Join has become joinWithSeparator, which you call after a sequence, interposing a separator between the elements of a sequence.

The Death of Scripting

Graham Lee (comments):

And so it’s sad to see scripting die out as the popular platforms for application development fail to support it. Instead of the personal control of the script – I will take this information from that app, and put this part of it in that app – we have the corporate control of the API. This app maker and that app maker are BFFs, sign in here to let them share everything. After all, they know best.

Ultimately the death of scripting is hubristic. We know how you want to use a computer. If you’re trying to do something that we didn’t sell to you, you must be holding it wrong.

Graham Lee:

There’s bash, and powershell, and ruby, and…even Perl is still popular among sysadmins. There’s never been a better time to be a programmer or other IT professional trying to automate a task.

True, but there’s never been a worse time for someone who doesn’t care about computers to use a computer to automate a task. Apps are in-your-face “experiences” to be “used”, and for the most part can’t be glued together.

Brent Simmons:

There are counter-examples, of course — the apps I work on (Mac versions of OmniFocus and OmniOutliner) are highly scriptable. But the trend toward silos, sandboxing, and highly-controlled experiences is clear.

(First thing I did was look to see if Slack has a scripting dictionary. Of course not. Neither does HipChat. Apps these days.)
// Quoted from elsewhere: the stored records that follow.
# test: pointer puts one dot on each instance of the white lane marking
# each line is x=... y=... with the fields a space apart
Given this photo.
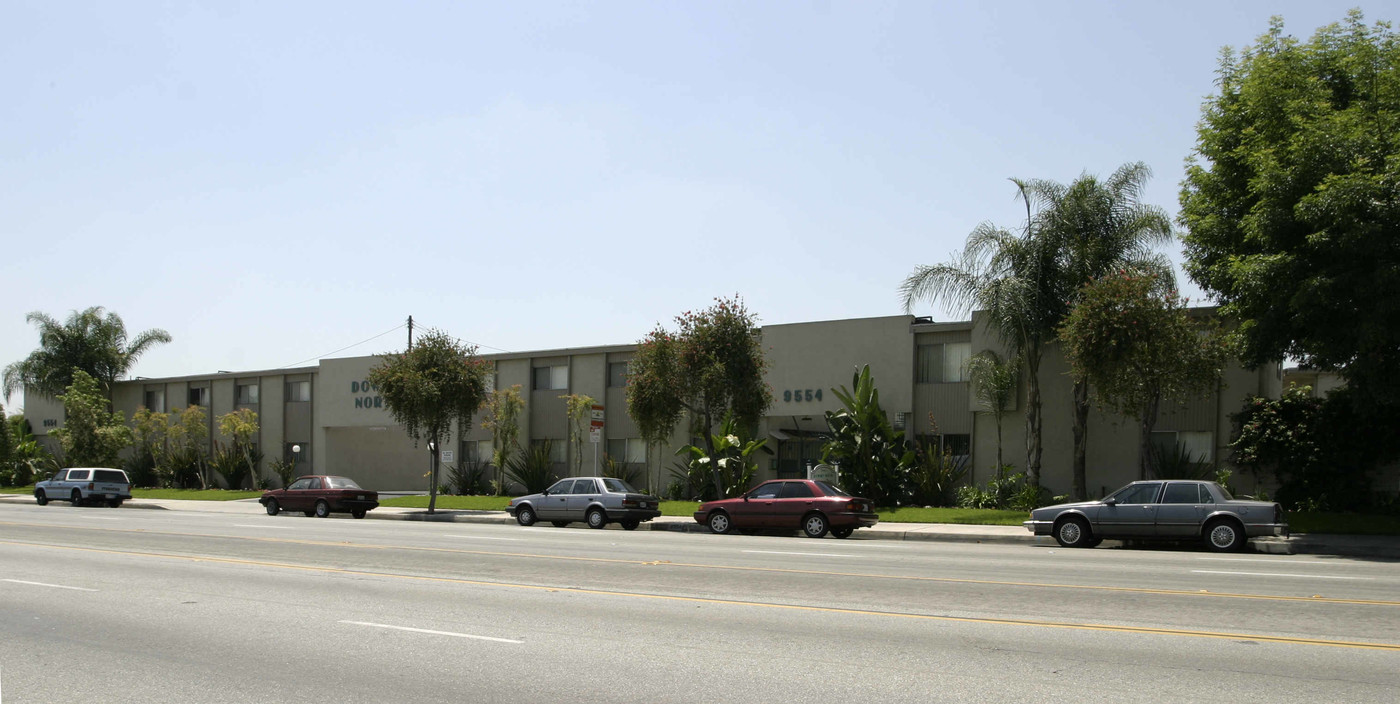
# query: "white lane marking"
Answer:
x=1291 y=563
x=433 y=633
x=1281 y=574
x=53 y=585
x=809 y=554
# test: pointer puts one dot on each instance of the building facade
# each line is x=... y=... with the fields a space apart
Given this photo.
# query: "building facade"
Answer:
x=328 y=419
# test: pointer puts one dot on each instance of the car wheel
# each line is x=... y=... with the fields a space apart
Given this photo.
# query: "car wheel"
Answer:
x=597 y=518
x=1224 y=536
x=1073 y=532
x=720 y=522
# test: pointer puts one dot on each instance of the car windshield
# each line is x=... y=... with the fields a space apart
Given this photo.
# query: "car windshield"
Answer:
x=619 y=486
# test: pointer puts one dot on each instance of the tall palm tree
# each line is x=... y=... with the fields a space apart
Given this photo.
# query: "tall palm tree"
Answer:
x=87 y=340
x=1017 y=282
x=1101 y=227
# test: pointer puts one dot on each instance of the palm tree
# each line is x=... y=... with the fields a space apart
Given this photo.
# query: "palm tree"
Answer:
x=87 y=340
x=996 y=382
x=1017 y=282
x=1101 y=227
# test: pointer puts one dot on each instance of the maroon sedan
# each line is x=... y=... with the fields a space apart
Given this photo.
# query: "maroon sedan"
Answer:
x=321 y=496
x=815 y=507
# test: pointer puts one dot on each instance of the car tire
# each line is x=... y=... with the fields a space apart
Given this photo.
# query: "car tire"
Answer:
x=1224 y=536
x=720 y=522
x=597 y=518
x=1073 y=532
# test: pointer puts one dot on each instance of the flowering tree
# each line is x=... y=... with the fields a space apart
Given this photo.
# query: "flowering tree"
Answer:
x=711 y=367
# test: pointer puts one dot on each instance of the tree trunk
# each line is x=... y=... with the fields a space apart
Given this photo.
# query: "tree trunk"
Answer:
x=1033 y=416
x=1145 y=440
x=1081 y=435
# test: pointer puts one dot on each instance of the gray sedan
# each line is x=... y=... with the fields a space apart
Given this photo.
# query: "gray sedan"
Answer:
x=1162 y=510
x=594 y=500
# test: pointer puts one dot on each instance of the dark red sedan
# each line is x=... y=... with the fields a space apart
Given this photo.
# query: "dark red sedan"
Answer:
x=814 y=507
x=321 y=496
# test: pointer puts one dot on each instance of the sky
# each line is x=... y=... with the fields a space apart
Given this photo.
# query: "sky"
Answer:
x=280 y=182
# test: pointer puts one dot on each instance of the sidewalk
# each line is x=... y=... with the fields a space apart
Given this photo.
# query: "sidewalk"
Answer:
x=1385 y=547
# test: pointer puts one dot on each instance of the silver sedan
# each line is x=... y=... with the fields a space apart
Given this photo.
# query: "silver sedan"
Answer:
x=1162 y=510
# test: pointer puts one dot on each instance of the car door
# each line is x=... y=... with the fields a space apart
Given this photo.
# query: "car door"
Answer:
x=553 y=505
x=1180 y=510
x=583 y=494
x=1131 y=514
x=758 y=510
x=794 y=500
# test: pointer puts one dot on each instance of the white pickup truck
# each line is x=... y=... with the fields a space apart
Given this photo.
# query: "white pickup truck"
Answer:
x=81 y=484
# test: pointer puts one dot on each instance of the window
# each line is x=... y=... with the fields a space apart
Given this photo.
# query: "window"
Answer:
x=616 y=374
x=1179 y=493
x=298 y=391
x=247 y=393
x=942 y=363
x=550 y=377
x=632 y=451
x=1143 y=493
x=795 y=490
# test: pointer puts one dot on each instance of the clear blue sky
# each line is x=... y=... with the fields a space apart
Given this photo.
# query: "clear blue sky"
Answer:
x=270 y=182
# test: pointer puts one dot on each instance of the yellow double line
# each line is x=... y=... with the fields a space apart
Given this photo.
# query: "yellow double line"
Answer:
x=738 y=602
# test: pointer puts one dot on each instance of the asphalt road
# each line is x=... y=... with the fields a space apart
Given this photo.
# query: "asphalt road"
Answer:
x=101 y=605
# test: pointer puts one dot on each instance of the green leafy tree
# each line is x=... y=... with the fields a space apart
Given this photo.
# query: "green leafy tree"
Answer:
x=1102 y=227
x=578 y=407
x=1292 y=203
x=710 y=367
x=90 y=437
x=864 y=445
x=1017 y=280
x=994 y=384
x=503 y=419
x=1137 y=346
x=90 y=340
x=430 y=388
x=241 y=426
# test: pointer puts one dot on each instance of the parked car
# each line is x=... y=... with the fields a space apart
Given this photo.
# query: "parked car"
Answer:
x=321 y=496
x=1164 y=510
x=84 y=484
x=814 y=507
x=592 y=500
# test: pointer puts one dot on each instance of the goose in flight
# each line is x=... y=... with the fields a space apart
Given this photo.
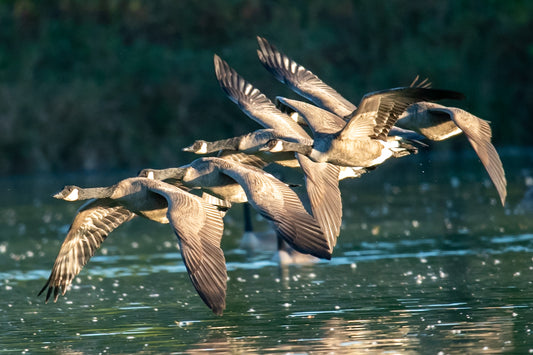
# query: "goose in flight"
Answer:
x=273 y=199
x=197 y=225
x=364 y=141
x=326 y=203
x=435 y=122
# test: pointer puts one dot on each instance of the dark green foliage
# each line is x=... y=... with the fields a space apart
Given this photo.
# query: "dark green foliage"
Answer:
x=125 y=84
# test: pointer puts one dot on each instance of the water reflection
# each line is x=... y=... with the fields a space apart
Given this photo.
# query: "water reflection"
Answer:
x=424 y=264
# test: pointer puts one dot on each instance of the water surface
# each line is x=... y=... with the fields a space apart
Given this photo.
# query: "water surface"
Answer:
x=428 y=261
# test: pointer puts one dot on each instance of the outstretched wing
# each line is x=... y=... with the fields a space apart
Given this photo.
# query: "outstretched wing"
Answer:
x=378 y=111
x=199 y=227
x=91 y=226
x=301 y=80
x=278 y=203
x=322 y=186
x=479 y=135
x=255 y=104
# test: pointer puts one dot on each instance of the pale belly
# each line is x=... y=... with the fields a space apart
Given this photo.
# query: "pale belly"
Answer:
x=354 y=152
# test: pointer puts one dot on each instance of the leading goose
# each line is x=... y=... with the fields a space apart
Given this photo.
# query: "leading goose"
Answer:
x=197 y=225
x=274 y=200
x=435 y=122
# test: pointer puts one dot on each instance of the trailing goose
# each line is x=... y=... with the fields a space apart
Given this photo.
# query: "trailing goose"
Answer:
x=364 y=140
x=438 y=122
x=274 y=200
x=435 y=122
x=328 y=208
x=197 y=225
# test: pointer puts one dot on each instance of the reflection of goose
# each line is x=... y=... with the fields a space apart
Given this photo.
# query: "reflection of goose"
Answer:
x=197 y=225
x=321 y=179
x=274 y=200
x=434 y=121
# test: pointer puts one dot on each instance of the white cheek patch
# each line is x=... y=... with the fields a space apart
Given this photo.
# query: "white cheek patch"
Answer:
x=73 y=195
x=278 y=147
x=203 y=148
x=294 y=116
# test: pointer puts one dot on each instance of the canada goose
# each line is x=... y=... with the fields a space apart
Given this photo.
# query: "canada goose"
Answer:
x=197 y=225
x=364 y=140
x=259 y=108
x=435 y=122
x=438 y=122
x=273 y=199
x=328 y=210
x=308 y=85
x=268 y=241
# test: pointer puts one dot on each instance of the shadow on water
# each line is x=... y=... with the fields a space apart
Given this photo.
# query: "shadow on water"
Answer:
x=427 y=261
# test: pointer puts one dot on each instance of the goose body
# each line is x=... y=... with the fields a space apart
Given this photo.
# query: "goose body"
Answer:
x=197 y=225
x=273 y=199
x=435 y=122
x=278 y=125
x=364 y=141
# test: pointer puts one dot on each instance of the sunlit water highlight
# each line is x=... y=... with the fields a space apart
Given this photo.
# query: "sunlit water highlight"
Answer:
x=427 y=262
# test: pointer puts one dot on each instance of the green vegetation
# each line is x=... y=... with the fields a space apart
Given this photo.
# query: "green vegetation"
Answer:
x=116 y=84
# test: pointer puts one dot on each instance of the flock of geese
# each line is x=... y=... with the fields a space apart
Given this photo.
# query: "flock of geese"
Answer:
x=327 y=137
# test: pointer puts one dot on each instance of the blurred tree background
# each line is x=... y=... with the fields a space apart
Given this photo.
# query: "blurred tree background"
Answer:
x=90 y=85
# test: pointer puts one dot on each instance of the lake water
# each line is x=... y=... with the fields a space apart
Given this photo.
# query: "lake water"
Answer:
x=428 y=261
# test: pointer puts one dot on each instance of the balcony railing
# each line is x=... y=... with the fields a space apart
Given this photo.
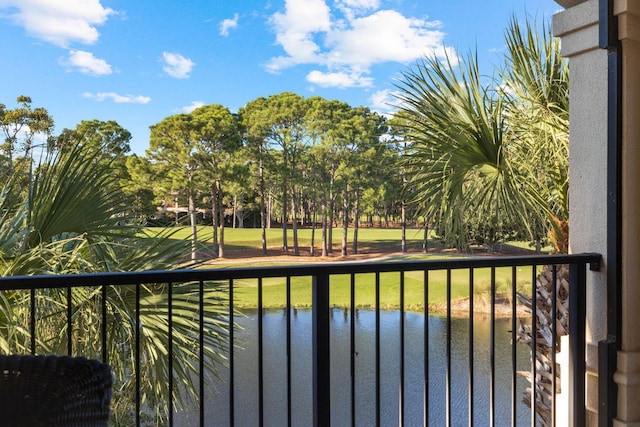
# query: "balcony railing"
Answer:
x=333 y=398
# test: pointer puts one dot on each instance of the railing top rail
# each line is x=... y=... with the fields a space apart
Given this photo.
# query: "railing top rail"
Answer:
x=249 y=272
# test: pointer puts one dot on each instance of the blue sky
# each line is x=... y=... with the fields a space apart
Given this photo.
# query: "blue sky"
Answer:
x=138 y=62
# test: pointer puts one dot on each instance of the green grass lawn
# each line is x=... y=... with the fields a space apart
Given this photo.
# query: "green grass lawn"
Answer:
x=250 y=238
x=274 y=290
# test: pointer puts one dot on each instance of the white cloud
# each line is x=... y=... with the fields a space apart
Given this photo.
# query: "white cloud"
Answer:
x=177 y=65
x=352 y=8
x=338 y=79
x=384 y=36
x=229 y=24
x=87 y=63
x=118 y=99
x=59 y=22
x=193 y=106
x=348 y=46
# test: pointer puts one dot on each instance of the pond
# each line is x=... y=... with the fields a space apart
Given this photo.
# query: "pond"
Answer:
x=274 y=329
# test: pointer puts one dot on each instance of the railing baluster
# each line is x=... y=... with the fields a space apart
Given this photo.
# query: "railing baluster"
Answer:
x=260 y=357
x=201 y=351
x=321 y=351
x=492 y=358
x=170 y=349
x=138 y=328
x=471 y=297
x=232 y=405
x=352 y=344
x=32 y=319
x=69 y=322
x=577 y=329
x=514 y=342
x=377 y=368
x=288 y=351
x=103 y=332
x=554 y=333
x=448 y=352
x=534 y=343
x=425 y=355
x=402 y=345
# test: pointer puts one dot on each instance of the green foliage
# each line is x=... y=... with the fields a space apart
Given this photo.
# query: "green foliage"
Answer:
x=74 y=218
x=485 y=157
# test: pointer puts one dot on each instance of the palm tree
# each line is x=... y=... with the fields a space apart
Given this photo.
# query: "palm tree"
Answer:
x=74 y=218
x=493 y=151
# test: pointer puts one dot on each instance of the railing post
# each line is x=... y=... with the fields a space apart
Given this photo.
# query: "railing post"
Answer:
x=577 y=352
x=321 y=367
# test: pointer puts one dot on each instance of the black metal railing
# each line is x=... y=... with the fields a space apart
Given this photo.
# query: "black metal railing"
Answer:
x=30 y=293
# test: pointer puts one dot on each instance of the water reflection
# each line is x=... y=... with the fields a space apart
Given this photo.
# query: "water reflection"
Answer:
x=275 y=379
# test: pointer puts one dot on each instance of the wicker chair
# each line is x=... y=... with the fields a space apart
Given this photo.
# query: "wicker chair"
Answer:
x=54 y=391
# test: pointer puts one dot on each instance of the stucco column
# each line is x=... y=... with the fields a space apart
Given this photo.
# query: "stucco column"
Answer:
x=577 y=26
x=628 y=370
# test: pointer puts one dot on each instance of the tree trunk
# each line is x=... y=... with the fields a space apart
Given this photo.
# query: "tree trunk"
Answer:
x=294 y=221
x=425 y=243
x=330 y=223
x=285 y=244
x=221 y=210
x=214 y=219
x=312 y=210
x=404 y=227
x=324 y=230
x=263 y=216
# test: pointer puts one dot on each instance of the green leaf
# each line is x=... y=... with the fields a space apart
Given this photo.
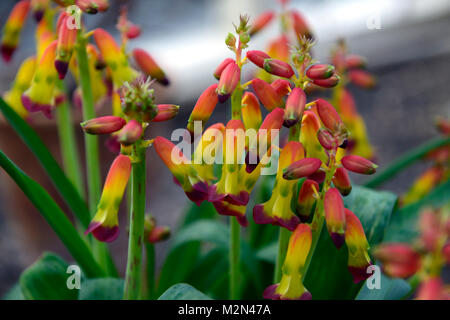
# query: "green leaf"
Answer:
x=56 y=218
x=328 y=276
x=183 y=291
x=102 y=289
x=48 y=162
x=46 y=279
x=404 y=223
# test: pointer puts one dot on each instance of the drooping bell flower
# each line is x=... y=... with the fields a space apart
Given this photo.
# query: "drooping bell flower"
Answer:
x=251 y=111
x=229 y=79
x=306 y=199
x=105 y=224
x=66 y=44
x=291 y=285
x=22 y=82
x=261 y=22
x=295 y=105
x=149 y=66
x=399 y=260
x=277 y=210
x=114 y=57
x=267 y=95
x=358 y=247
x=204 y=108
x=335 y=216
x=185 y=175
x=39 y=97
x=12 y=29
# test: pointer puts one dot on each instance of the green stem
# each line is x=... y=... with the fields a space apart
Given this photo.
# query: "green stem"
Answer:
x=137 y=218
x=405 y=161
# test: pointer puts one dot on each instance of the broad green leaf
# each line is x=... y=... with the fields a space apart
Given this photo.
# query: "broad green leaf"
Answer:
x=46 y=279
x=404 y=222
x=56 y=218
x=328 y=276
x=102 y=289
x=183 y=291
x=48 y=162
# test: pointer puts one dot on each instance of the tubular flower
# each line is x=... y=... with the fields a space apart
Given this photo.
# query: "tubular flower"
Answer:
x=114 y=57
x=399 y=260
x=261 y=22
x=105 y=224
x=66 y=43
x=229 y=79
x=40 y=95
x=149 y=66
x=277 y=210
x=204 y=108
x=185 y=175
x=306 y=199
x=335 y=216
x=355 y=238
x=267 y=95
x=251 y=111
x=12 y=29
x=20 y=84
x=291 y=285
x=295 y=105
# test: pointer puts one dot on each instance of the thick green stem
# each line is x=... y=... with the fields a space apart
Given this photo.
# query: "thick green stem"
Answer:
x=137 y=218
x=405 y=161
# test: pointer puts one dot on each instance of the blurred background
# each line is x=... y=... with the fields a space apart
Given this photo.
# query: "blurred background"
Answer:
x=406 y=42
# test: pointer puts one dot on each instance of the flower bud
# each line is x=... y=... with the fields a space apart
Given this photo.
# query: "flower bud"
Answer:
x=306 y=199
x=251 y=111
x=399 y=260
x=320 y=71
x=130 y=133
x=229 y=79
x=342 y=182
x=12 y=29
x=278 y=68
x=358 y=164
x=335 y=216
x=295 y=105
x=103 y=125
x=267 y=95
x=257 y=57
x=148 y=65
x=327 y=83
x=221 y=67
x=260 y=22
x=302 y=168
x=362 y=79
x=166 y=112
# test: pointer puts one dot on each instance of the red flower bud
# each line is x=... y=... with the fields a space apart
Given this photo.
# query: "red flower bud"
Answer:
x=358 y=164
x=103 y=125
x=229 y=79
x=320 y=71
x=257 y=57
x=295 y=105
x=222 y=67
x=302 y=168
x=278 y=68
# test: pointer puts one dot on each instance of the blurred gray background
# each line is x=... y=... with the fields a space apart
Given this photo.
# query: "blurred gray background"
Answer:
x=410 y=56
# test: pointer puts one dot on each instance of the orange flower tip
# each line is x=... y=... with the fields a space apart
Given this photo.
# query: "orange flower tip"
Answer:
x=102 y=233
x=271 y=294
x=257 y=57
x=278 y=68
x=221 y=67
x=319 y=71
x=103 y=125
x=358 y=164
x=302 y=168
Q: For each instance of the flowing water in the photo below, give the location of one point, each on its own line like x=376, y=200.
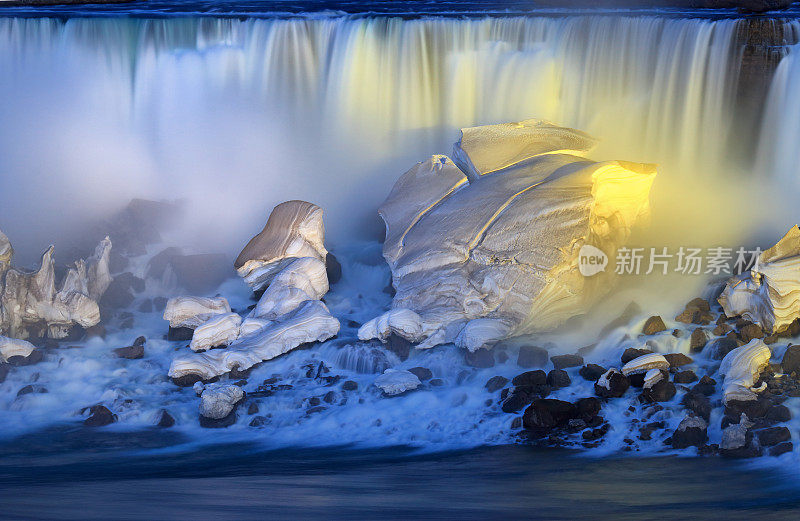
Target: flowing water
x=236, y=115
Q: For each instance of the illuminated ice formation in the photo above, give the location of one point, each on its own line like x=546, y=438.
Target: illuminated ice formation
x=768, y=294
x=741, y=368
x=294, y=229
x=310, y=322
x=218, y=331
x=192, y=312
x=30, y=304
x=492, y=250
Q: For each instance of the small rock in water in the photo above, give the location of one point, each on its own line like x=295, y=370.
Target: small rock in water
x=99, y=416
x=423, y=373
x=566, y=361
x=496, y=383
x=592, y=372
x=654, y=325
x=532, y=356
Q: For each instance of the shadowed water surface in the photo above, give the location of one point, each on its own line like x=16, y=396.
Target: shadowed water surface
x=80, y=474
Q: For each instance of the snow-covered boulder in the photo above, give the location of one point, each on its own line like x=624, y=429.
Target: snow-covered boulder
x=310, y=322
x=499, y=241
x=397, y=381
x=192, y=312
x=741, y=368
x=35, y=304
x=219, y=330
x=294, y=229
x=768, y=294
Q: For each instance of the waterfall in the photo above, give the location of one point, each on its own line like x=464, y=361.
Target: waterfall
x=238, y=115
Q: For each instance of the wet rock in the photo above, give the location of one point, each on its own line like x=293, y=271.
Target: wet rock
x=165, y=419
x=706, y=386
x=496, y=383
x=691, y=432
x=773, y=436
x=612, y=384
x=566, y=361
x=423, y=373
x=558, y=378
x=662, y=391
x=481, y=358
x=633, y=353
x=677, y=360
x=781, y=448
x=133, y=352
x=653, y=325
x=779, y=414
x=545, y=414
x=532, y=356
x=684, y=377
x=592, y=372
x=99, y=416
x=333, y=267
x=698, y=403
x=791, y=360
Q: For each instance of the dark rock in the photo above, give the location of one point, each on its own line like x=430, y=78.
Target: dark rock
x=698, y=340
x=545, y=414
x=532, y=356
x=791, y=360
x=558, y=378
x=481, y=358
x=131, y=352
x=781, y=448
x=591, y=372
x=180, y=334
x=617, y=385
x=423, y=373
x=779, y=413
x=165, y=419
x=399, y=346
x=698, y=403
x=661, y=391
x=496, y=383
x=653, y=325
x=633, y=353
x=678, y=359
x=99, y=416
x=566, y=361
x=333, y=267
x=684, y=377
x=706, y=386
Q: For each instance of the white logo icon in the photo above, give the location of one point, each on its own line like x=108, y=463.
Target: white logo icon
x=591, y=260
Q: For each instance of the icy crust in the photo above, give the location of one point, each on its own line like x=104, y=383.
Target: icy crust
x=192, y=312
x=768, y=294
x=499, y=244
x=294, y=229
x=310, y=322
x=741, y=368
x=34, y=304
Update (2015-08-27): Dr. Drang:

I think Lee’s pessimism is temporally misplaced—at least in the Apple world. While I’d never say that scripting Apple devices is in an ideal state, the situation certainly looks better than it did two or three years ago.

[…]

Things are still more locked down on the iOS side, but we now have app extensions to ease some of the pain and Workflow for more complicated interapp trickery.